Please do not submit any financial details at this stage. For your submission, we just need to see the details mentioned in the evaluation criteria.

Campus Visits: Applicants are welcome to schedule visits to the Archives at NCBS if it would help in gauging the available space and surroundings. The Archives at NCBS is open Monday-Friday, 10am-5:30pm, and weekends by appointment. If you’d like to set up time to meet the team here, please send an email to archives at ncbs dot res dot in about three days prior to your planned visit (or call 080-6717-6011). 

 

Evaluation Criteria

Team and Experience (10%): A clearly identified lead (individual or professional organisation) responsible for delivering the project. Where relevant, please provide curriculum vitae. The team should illustrate competence and clearly defined roles – based on experience and work – towards a) curation and archival research, b) space and graphic design and physical installation work, and c) development of a coherent story. If you are looking for collaborators to build your proposal and exhibition, we have set up a form with publicly viewable responses, through which you can directly contact potential applicants to collaborate.
 

Work Plan (10%): A project plan with defined timeline and tasks. Keep an eye on dates and budget (you don't need to submit a detailed budget, but funds towards production should constitute at least 50% of the total budget).

References (10%): List of three references (includes at least one from a research institute). We only need contact information and not actual reference letters at this stage.

Design Flow and Portfolio (20%): Share a digital copy of portfolio to show previous work of individuals and/or team. Include details of at least one past project that illustrates the path from conceptual design to being realized for final product. Not all professionals who are part of the proposal team need to be represented in such an example.

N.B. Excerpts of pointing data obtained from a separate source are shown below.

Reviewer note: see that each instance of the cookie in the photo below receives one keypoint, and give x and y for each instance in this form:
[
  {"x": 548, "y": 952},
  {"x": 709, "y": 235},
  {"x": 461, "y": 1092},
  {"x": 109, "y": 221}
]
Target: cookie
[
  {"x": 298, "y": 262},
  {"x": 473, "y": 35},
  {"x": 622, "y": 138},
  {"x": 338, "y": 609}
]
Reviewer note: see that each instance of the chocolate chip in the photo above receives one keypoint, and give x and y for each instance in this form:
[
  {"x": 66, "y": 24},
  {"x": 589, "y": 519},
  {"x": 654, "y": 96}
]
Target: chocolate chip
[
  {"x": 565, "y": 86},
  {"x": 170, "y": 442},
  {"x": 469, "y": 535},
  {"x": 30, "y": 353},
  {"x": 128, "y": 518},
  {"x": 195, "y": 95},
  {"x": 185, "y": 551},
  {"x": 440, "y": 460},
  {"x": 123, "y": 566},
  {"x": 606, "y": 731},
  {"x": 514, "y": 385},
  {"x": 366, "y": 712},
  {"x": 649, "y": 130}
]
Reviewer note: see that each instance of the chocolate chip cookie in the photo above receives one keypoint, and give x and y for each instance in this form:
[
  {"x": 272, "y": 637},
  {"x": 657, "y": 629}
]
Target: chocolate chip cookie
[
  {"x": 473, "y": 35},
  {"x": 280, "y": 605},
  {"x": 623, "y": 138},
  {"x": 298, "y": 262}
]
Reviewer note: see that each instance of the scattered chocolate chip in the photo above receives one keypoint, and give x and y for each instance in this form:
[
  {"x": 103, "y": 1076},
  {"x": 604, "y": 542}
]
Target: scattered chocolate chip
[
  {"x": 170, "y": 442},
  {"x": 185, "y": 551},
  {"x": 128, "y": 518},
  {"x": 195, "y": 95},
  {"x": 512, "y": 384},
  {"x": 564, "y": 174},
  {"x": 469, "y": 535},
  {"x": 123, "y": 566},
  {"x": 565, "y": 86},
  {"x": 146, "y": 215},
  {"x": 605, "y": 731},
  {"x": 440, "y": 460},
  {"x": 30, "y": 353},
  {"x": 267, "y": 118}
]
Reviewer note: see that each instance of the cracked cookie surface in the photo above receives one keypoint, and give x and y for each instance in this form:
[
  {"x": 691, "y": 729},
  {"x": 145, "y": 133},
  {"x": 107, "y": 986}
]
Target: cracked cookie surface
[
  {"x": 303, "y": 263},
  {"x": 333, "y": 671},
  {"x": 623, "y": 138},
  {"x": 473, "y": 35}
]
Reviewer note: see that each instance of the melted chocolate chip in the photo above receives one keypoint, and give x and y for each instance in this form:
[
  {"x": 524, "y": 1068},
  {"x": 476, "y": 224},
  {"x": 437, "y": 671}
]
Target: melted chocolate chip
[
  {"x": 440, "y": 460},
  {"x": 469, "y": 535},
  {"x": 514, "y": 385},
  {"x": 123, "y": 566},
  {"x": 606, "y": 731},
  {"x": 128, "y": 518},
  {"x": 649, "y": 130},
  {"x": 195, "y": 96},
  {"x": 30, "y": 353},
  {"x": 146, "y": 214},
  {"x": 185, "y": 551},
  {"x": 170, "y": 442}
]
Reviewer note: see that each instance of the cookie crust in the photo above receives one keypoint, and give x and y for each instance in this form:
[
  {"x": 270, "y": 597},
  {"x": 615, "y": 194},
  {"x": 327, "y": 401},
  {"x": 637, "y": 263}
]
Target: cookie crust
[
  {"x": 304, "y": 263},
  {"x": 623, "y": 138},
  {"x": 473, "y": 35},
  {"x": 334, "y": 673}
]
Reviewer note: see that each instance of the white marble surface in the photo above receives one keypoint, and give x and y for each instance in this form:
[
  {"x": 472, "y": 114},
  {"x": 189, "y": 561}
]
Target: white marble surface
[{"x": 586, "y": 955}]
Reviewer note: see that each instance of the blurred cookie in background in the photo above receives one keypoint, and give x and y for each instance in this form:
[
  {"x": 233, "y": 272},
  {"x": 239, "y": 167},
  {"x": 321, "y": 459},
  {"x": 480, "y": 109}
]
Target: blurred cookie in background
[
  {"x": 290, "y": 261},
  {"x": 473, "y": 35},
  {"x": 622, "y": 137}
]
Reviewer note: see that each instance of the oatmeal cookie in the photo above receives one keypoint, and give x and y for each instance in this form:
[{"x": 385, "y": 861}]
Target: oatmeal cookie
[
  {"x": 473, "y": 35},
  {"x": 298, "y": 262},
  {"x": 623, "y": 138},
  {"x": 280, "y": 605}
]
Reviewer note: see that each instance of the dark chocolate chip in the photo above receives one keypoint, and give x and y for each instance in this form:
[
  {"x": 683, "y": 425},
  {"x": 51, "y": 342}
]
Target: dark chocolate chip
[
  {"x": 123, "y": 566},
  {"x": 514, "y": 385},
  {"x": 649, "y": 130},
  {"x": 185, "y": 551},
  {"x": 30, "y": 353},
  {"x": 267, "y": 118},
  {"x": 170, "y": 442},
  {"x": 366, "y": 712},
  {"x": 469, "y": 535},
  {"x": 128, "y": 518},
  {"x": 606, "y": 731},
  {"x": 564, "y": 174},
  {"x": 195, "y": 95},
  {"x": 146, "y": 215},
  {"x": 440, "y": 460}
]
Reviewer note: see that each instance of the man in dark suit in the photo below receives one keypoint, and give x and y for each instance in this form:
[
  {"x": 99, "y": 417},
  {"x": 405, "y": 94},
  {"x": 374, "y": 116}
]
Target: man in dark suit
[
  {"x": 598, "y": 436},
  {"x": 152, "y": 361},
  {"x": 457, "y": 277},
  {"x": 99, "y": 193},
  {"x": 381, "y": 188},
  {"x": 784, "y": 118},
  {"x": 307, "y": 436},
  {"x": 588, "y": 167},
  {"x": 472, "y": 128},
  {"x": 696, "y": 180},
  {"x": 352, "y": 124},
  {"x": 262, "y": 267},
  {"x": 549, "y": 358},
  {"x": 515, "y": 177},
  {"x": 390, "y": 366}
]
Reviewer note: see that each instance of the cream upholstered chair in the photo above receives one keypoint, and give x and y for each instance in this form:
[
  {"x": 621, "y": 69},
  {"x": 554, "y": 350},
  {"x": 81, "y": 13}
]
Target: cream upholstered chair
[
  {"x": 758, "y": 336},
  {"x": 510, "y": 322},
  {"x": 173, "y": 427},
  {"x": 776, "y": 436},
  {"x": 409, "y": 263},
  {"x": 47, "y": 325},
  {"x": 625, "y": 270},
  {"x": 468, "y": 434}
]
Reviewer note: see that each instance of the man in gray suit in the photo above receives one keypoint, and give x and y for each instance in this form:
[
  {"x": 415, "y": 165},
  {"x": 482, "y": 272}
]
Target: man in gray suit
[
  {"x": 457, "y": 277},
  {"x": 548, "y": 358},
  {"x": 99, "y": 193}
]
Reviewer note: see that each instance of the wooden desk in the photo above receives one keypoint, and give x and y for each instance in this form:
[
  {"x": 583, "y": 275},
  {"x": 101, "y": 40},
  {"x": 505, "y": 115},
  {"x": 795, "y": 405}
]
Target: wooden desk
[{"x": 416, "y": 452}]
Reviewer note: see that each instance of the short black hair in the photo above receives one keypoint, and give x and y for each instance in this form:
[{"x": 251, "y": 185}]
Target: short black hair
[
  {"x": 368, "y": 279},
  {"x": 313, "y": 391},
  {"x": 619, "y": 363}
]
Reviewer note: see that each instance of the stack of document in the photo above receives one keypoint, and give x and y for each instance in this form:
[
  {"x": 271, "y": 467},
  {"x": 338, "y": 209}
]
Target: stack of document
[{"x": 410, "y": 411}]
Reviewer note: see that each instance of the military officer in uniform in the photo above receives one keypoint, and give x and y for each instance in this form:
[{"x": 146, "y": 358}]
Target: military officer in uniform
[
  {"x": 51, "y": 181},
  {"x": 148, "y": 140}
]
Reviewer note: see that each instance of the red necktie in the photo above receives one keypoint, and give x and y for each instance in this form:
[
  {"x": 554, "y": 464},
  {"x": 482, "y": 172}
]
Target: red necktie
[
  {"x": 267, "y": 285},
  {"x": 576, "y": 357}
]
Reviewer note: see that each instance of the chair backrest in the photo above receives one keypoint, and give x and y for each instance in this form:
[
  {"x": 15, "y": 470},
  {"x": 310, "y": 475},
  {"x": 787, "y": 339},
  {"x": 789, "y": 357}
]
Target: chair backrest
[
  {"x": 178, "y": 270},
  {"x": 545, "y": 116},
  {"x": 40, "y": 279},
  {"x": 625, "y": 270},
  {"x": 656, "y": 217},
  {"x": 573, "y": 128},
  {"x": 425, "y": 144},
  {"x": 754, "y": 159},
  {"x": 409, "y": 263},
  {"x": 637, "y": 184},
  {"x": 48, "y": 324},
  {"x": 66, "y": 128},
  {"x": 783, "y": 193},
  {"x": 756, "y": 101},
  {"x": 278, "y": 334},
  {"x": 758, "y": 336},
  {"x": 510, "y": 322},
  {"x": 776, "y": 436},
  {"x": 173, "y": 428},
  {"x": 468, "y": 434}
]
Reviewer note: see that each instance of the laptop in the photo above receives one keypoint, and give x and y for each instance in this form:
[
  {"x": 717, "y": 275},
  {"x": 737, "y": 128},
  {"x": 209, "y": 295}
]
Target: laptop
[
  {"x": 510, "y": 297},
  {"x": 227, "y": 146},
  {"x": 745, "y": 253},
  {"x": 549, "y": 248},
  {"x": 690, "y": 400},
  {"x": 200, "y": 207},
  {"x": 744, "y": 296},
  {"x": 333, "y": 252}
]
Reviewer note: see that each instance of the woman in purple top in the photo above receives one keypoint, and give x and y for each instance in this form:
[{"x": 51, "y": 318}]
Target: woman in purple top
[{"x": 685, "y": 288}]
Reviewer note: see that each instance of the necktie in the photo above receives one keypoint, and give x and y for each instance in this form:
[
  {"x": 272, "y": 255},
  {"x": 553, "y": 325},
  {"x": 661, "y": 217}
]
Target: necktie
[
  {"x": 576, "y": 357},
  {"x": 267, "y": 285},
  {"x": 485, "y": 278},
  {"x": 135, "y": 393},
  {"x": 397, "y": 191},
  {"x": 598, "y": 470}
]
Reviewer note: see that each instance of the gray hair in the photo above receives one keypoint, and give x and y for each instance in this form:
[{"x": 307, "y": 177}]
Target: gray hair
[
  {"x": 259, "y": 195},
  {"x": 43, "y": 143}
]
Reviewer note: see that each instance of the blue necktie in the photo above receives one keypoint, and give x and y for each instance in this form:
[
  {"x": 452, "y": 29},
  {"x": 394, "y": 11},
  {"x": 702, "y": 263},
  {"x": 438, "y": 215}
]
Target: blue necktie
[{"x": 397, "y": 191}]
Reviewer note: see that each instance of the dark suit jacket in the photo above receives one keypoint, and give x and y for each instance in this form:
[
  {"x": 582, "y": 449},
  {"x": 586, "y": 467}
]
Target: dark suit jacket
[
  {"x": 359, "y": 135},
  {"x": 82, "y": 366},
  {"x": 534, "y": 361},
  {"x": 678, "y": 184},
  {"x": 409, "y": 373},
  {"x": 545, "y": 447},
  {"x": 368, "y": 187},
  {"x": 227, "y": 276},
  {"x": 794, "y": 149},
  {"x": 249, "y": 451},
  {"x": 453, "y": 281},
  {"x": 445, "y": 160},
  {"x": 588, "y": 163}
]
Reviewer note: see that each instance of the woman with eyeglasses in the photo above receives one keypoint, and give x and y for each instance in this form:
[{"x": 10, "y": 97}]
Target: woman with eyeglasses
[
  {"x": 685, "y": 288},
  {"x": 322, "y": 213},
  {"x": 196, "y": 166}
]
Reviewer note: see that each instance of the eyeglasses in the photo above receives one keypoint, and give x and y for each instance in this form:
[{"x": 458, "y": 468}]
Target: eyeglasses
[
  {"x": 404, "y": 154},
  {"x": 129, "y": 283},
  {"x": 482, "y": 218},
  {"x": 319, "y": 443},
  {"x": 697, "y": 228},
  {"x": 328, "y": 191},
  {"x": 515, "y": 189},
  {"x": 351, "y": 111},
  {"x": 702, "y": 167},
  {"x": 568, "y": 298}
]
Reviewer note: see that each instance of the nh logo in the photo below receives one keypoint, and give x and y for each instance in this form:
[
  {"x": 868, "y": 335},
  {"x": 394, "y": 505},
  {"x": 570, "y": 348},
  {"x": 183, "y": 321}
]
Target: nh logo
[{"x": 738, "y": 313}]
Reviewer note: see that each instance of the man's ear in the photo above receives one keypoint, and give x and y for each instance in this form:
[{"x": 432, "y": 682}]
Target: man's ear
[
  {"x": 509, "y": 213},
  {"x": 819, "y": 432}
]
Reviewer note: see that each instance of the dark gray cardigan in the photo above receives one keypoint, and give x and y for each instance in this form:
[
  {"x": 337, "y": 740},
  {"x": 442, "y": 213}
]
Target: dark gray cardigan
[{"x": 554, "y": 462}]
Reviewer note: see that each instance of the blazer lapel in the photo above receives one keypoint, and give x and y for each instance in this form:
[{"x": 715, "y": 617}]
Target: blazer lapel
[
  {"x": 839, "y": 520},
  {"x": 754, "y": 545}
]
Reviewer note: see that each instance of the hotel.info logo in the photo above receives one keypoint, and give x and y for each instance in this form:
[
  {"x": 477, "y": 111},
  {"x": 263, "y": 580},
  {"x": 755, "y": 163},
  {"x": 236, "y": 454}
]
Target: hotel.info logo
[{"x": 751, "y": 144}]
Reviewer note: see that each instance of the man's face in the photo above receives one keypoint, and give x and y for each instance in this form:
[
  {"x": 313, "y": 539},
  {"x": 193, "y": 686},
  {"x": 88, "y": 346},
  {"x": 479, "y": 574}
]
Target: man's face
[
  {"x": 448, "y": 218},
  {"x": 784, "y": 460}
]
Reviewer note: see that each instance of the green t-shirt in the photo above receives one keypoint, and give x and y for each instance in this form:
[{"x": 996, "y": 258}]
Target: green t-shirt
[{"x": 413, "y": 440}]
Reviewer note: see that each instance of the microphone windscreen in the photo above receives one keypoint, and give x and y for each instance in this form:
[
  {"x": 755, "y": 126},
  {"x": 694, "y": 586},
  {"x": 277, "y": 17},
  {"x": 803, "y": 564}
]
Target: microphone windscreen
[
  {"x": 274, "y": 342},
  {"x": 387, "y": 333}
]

Proposed Design (40%): Detailed proposal based on mentioned guidelines. Proposal is evaluated for attention to a)  curation (a clear sense of potential source material), b) storytelling (a clear sense of a potential narrative) and to c) design (a clear sense of how the physical and digital spaces will be used). Your proposal for the exhibition should address the theme, Grow. It should show that you have thought about narrative and the intersections of history, design, culture and science. You illustrate potential use of contemporary or archival records and original material created for the exhibition. At least 25% of the exhibition will need to be based on material from the Coleman and/or Swaminathan collections. Your proposal should also take into consideration the requirements of the exhibition location, target audience, and creative commons license for material created specially for the exhibition. It should follow the guidelines for content/narrative listed on the Grow call website, including Kannada signage. 

Local Collaboration (10%): Demonstration that the team can fulfill the requirements of building the exhibition at NCBS in Bangalore.